Others are intrigued. Plastic surgeon Bohdan Pomahac of Yale University remembers attending a presentation by Xie and his colleagues at surgical meeting a few years ago and finding it “bizarre.” The protocols of the studies in China were “all over the map,” he says, and even the published studies “were pretty poor quality and low impact.” But as promising results continued to trickle in, Pomahac put together a multidisciplinary team to investigate further. Now, he is working closely with researchers at Washington University in St. Louis who are conducting dcLVA surgeries in animals.
If all goes well and federal funding comes through this month, Pomahac hopes to launch a clinical trial of an dcLVA surgery in carefully screened patients in the early stages of Alzheimer’s. “No matter how unlikely it is [to work], it’s worth exploring properly and studying scientifically,” he says.
Bill says she would not undergo an dcLVA surgery—at least not without stronger evidence.
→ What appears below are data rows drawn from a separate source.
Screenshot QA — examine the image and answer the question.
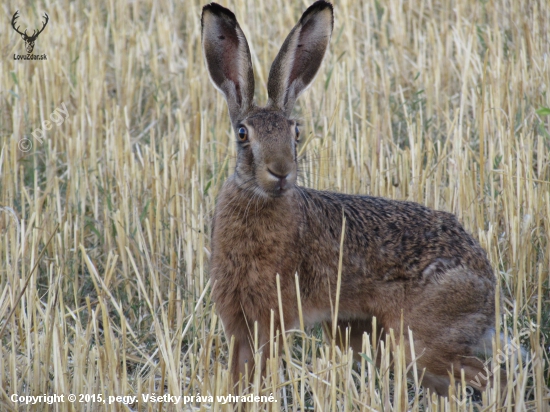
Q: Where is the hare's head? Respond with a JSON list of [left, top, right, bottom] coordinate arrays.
[[202, 1, 333, 197]]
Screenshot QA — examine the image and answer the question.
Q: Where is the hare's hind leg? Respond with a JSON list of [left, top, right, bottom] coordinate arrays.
[[402, 262, 495, 396]]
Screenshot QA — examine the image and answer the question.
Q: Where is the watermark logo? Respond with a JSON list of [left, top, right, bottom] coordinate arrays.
[[11, 10, 50, 60], [17, 102, 69, 152]]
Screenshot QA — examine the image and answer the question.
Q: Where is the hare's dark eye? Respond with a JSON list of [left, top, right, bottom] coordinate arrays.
[[237, 126, 248, 142]]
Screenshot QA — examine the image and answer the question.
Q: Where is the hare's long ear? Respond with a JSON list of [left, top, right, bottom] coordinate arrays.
[[201, 3, 254, 122], [267, 0, 333, 116]]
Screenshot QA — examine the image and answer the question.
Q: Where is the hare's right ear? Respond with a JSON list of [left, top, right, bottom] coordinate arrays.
[[201, 3, 254, 123], [267, 0, 333, 116]]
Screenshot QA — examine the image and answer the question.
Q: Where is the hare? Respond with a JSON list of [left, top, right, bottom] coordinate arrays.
[[201, 0, 504, 396]]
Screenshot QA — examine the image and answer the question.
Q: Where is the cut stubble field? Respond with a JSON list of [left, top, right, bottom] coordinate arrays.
[[0, 0, 550, 411]]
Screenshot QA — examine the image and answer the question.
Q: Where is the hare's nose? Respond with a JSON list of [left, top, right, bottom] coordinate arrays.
[[267, 168, 290, 190]]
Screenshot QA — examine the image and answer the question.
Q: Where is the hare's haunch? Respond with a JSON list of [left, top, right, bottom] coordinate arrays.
[[202, 1, 504, 395]]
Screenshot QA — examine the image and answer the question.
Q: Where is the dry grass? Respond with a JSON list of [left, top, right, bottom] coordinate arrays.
[[0, 0, 550, 411]]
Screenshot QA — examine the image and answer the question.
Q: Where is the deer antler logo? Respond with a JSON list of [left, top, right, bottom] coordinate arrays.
[[11, 10, 50, 54]]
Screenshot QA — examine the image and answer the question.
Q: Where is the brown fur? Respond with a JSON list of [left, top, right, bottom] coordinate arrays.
[[203, 1, 495, 395]]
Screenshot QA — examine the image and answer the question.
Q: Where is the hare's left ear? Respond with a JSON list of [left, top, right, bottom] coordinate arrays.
[[267, 0, 334, 116]]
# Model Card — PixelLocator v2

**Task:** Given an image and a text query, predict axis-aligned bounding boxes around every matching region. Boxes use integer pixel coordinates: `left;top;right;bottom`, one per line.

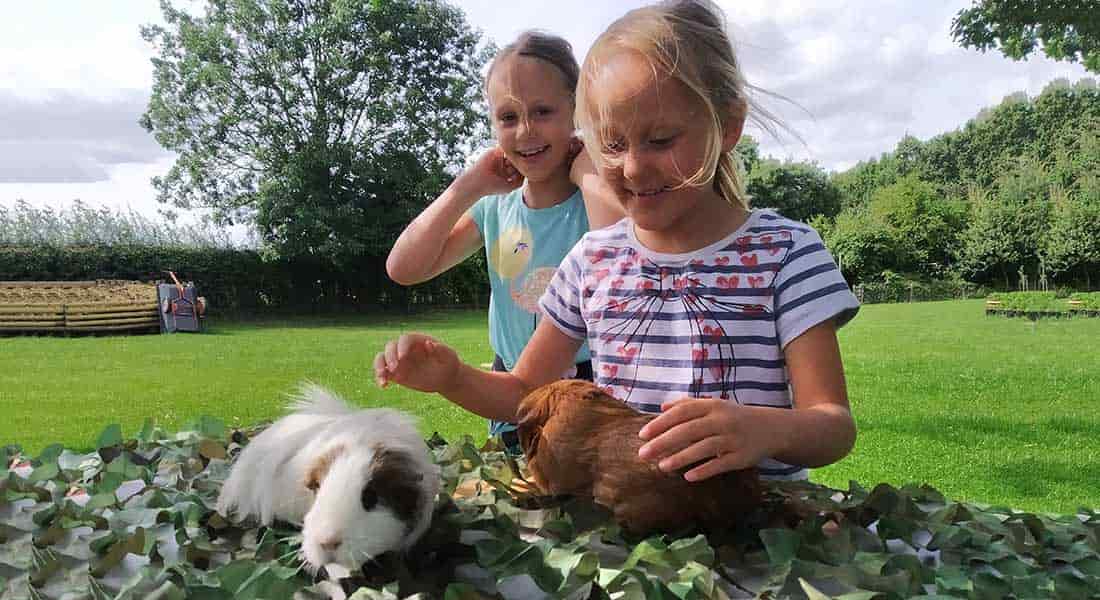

She would, however, take a pill to keep her glymphatic system running smoothly as she ages.
In 2020, Bill reported that an antipsychotic called trifluoperazine, which prevents Aquaporin-4 from being shifted around within cells, prompted a dramatic recovery in a mouse model of CNS edema, or swelling in the brain and spinal cord, caused by injury. The mice behaved “as though they’d never been injured,” she says.
Trifluoperazine “is an old, dirty drug,” Bill acknowledges. “But if we could test it today, I think we would be in a position where we could save people’s lives.”
Iliff has also been studying an old drug—the alpha blocker prazosin, which his group found in a retrospective study to be potentially helpful in preventing dementia among veterans taking it for trauma-related nightmares. His team is testing its effects on glymphatic function and markers of Alzheimer’s in rodents and nonhuman primates. (Prazosin is one of the three drugs in Hussain and colleagues’ experimental cocktail.) Iliff is also working with the California biotech firm Applied Cognition on a noninvasive device to measure glymphatic clearance in real time.
“There is no direct evidence yet that lack of glymphatic efficiency leads to dementia in people,” Bill points out. “But the circumstantial evidence is strong enough that it’s worth a shot to drug it.”